Four Alaska Native men hoping to be exonerated of the 1997 beating death of Fairbanks teenager John Hartman are confident their innocence is being proven by evidence and testimony provided this month in a series of hearings.
“The evidence we are presenting is really cumulative, and each builds on the last,” said Bill Oberly of the Alaska Innocence Project, which is assisting the defense for George Frese, Kevin Pease, Marvin Roberts and Eugene Vent. “We have the confession of William Holmes as the starting point and have built on that. We supported his confession with corroborating evidence and then presented evidence that the initial convictions were baseless … The petitioners remain upbeat about how the case is going.”

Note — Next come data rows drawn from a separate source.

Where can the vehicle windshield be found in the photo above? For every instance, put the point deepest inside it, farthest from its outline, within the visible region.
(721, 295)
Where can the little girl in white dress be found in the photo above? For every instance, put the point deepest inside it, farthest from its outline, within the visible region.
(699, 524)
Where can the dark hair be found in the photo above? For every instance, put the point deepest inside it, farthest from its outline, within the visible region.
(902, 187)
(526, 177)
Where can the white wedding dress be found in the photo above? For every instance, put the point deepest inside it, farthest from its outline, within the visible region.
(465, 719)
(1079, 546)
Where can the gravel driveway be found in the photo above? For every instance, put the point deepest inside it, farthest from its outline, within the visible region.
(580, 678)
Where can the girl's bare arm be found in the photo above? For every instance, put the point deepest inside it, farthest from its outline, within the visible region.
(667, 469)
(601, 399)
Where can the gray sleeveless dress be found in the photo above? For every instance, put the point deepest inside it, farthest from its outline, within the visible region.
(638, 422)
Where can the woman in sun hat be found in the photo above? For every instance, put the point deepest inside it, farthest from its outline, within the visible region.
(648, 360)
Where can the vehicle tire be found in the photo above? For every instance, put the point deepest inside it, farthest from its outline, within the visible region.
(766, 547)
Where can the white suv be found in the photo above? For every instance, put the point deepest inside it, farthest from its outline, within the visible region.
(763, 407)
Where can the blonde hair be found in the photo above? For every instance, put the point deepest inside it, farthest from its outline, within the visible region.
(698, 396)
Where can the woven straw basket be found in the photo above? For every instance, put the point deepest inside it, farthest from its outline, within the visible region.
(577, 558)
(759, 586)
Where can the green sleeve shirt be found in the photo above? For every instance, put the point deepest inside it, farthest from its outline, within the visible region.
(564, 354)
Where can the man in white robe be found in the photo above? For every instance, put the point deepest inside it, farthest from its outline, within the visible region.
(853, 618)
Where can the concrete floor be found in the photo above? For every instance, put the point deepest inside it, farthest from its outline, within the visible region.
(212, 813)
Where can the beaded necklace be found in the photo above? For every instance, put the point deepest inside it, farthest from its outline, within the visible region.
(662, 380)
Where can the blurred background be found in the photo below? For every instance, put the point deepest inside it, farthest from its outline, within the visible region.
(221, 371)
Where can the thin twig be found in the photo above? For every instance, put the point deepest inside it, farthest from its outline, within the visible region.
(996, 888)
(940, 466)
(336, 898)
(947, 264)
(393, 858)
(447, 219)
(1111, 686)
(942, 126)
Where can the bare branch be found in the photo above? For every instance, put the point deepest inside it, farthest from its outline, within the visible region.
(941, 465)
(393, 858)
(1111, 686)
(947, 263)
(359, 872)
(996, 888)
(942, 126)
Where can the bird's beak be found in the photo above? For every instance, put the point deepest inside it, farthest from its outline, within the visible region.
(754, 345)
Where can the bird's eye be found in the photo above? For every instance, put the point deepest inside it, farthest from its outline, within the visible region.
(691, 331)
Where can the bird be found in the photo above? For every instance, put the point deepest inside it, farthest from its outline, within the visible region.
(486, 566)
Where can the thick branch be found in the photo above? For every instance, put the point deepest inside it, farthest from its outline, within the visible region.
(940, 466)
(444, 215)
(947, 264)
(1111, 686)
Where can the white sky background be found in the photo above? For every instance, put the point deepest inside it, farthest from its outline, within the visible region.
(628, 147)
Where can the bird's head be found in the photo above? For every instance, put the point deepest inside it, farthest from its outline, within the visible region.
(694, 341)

Four weeks of evidentiary hearings began October 5 in Fairbanks. At the conclusion of the hearings, Superior Court Judge Paul Lyle could rule that the four men deserve a new trial, or, as supporters hope, he could rule they are innocent and order them immediately released.
The Alaska Innocence Project, the Tanana Chiefs Conference and others contend the men – known as the Fairbanks Four – were victims of a racially-tinged rush to judgment by police and prosecutors eager for a conviction for Hartman’s death.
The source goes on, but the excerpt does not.